Nobody really knows what’s next for Google Glass, by a distance the most ambitious smart technology creation of the past two years. However, with a new job posted recently, rumours are swirling.
Google is looking for an Advanced Technology Manufacturing Engineer, FATP (Glass). The FATP, the listing explains, stands for “final assembly, test and pack”.
The successful candidate will be “responsible for using your creativity and diverse range of engineering experience to develop and evaluate solutions to new engineering problems.”
Last November, amid slumping sales, Google closed its four bricks-and-mortar Google Glass stores.
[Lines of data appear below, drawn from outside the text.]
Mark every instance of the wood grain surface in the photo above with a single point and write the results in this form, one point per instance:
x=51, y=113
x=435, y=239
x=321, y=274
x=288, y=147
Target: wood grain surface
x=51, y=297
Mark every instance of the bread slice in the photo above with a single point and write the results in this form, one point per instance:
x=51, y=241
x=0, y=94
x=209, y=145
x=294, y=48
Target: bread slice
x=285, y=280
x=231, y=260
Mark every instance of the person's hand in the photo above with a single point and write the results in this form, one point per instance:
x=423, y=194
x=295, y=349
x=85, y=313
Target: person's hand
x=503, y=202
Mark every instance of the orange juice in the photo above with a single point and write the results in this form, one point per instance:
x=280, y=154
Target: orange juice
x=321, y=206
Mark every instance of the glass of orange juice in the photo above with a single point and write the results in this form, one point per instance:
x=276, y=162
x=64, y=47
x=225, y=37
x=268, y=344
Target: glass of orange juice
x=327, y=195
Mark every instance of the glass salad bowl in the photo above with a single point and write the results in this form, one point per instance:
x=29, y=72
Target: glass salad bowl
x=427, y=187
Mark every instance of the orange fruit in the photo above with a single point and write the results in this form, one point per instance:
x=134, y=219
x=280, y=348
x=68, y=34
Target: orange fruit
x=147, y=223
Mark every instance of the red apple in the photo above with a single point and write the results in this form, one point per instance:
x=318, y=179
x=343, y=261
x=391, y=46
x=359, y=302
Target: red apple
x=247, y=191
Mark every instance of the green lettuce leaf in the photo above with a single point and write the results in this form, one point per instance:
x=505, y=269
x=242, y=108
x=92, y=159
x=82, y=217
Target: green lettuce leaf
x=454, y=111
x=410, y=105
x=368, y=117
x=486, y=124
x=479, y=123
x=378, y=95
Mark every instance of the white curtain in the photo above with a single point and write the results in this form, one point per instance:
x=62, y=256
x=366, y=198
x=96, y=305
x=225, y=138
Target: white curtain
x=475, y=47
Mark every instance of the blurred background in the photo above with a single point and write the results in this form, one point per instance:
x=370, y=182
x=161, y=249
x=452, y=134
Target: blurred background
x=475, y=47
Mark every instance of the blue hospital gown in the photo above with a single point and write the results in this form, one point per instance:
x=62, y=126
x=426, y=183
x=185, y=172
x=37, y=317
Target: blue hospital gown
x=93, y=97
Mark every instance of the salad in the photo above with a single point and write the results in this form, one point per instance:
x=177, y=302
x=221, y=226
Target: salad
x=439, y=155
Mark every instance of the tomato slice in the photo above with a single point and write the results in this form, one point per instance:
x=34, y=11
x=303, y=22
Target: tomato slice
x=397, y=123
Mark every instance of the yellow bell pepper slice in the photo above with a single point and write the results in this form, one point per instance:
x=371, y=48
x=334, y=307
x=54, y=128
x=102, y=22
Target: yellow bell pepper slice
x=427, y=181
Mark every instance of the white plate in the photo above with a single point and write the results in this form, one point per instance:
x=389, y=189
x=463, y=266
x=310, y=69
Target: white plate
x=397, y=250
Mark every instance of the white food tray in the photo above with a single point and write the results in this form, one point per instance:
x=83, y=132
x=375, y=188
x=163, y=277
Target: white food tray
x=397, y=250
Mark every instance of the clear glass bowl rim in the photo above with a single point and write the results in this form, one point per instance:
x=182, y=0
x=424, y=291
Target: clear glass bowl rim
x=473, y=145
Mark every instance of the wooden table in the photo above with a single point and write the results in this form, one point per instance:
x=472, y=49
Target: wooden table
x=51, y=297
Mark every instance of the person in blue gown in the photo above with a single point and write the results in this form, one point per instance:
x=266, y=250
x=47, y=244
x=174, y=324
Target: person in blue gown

If anything, the devices became an irrelevance soon after and for four months the tech topic of conversation moved on to the Apple Watch.
Now, though, we may see a shift back.
We predicted this, honest!
Indeed, it’s something our very own John Kennedy predicted last December as he gazed into his crystal ball.
“Why on earth isn’t Google trying to make Glass useful in various industries, such as healthcare, where doctors can remotely instruct emergency workers or surgeons, industrial applications, where designers can communicate with engineers, or law, where police officers can have devices that can both record incidents and send information to officers on the spot?” he pondered.
“Technology history has always taught us that today’s technologies began as yesterday’s industrial or military innovations – the internet and mobile phones are a case in point. Google just went about it from the wrong direction.
“It could take Google Glass a long time to be as accepted as Android or iPhones today, but Google could be on to a nice earner if it solves vertical problems first. Already Google has begun working with Intel to provide the brains of the next Glass model, but Google could also solve real-world issues with its Glass technology.”
Maybe John’s crystal ball actually works! Watch this space, it seems.